Consider this brief excerpt of legalese taken from the Star Wars Mash-ups website:

Lucas, its licensees, successors and assigns shall be entitled to and shall solely and exclusively have the right to exploit throughout the world, all rights in the materials prepared by you with respect to the Film Wars Mashup Film — [and here I paraphrase a gnarled knot of lawyer-speak which in effect says: “…and we retain the right to change your work in whatever way we want, without your permission].”

The Terms of Service contract adds: “…you grant Lucas a ‘perpetual and irrevocable, non-exclusive, royalty-free worldwide license in all rights, titles, interests of every kind and nature now or hereafter known.’” Fairly comprehensive, don’t ya think?

Why is Lucasfilm venturing into the world of mash-ups? Because unauthorized mashups on YouTube using Star Wars characters are a lost revenue source — and because the played-out franchise has to find new ways to flog itself. The WSJ reports (5/24/07) that a search on YouTube for “Star Wars” yields more than 98,000 videos, drawings and other content from the movies. Lucasfilm gets no revenue from all this fan creativity. So the Lucasfilm strategy is to offer an official website so it can “monetize” fan mash-ups for itself.

As a Lucasfilm executive, Jeffrey Ulin, explained, the mash-ups are “part of keeping the love of Star Wars and the franchise alive” now that no more Star Wars movies are planned. “We’re really trying to position ourselves for the next 30 years.” The idea is that the mash-ups will “bring re-focused attention on all the Star Wars movies, helping to boost DVD and merchandise sales,” says the WSJ.

Star Wars has always presented itself as a money-making, mega-merchandising machine, so perhaps no one should have expected Lucasfilm to grant its fans any significant “freedom.” However, what PR even a smidgen of user “freedom” can earn! The WSJ headline read “Make-It-Yourself _Star Wars.”

The real point is that online sharecropping through faux-commons is a trend of the future. The owners of mass-media content will increasingly try to entice fans to participate in phony commons that purport to give fans some small measure of creative freedom. That’s the bait. The trap snaps shut when their participation is legally enclosed and monetized for the company. There are 50 Ways to Co-opt the Commoners.

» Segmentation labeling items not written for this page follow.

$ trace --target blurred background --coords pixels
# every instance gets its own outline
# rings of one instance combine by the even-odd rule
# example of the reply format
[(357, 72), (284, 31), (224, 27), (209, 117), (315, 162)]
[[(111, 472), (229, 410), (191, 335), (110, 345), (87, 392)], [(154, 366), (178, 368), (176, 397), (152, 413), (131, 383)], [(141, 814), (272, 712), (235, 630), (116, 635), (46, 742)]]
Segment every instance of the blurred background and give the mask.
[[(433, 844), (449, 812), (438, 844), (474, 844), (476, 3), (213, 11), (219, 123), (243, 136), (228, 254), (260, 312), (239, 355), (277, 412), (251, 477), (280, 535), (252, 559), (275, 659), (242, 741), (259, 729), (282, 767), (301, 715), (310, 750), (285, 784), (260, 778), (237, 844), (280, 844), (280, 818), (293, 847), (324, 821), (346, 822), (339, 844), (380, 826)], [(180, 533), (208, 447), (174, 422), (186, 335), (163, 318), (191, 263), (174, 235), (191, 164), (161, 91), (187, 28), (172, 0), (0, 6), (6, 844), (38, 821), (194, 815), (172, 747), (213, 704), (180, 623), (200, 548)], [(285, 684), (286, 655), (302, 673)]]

Here’s another example: Facebook users routinely disclose all sorts of personal information about themselves — favorite music, political affiliations, sexual orientation, friends, and much more. And then Facebook uses sophisticated data-mining software to slice and dice the data in order to sell it to marketers. It’s another example of what happens when the commoners don’t actually own the own commons. Here’s a cautionary video explaining what’s going on.

I say that commoners should hold out for more. The value being created through fandom ought to belong to fans, not exclusively to Big Corporations. If fans are expected to sustain the economic value of the Star Wars franchise for the next thirty years by keeping the stories and characters in circulation, they need a bigger piece of the action for themselves. They need legal rights in their creative output or some equity share of the profits. Why should the owners of Star Wars be allowed to free ride on the social enthusiasms and creativity of fans? That’s the scenario coming down.

I confess that I’ve enjoyed a few of the Star Wars films, and I admire their creative achievements. That said, serious mash-up artists should steer clear of the Lucasfilm Mashups site. It’s nothing more than a high-tech exploitation of fandom.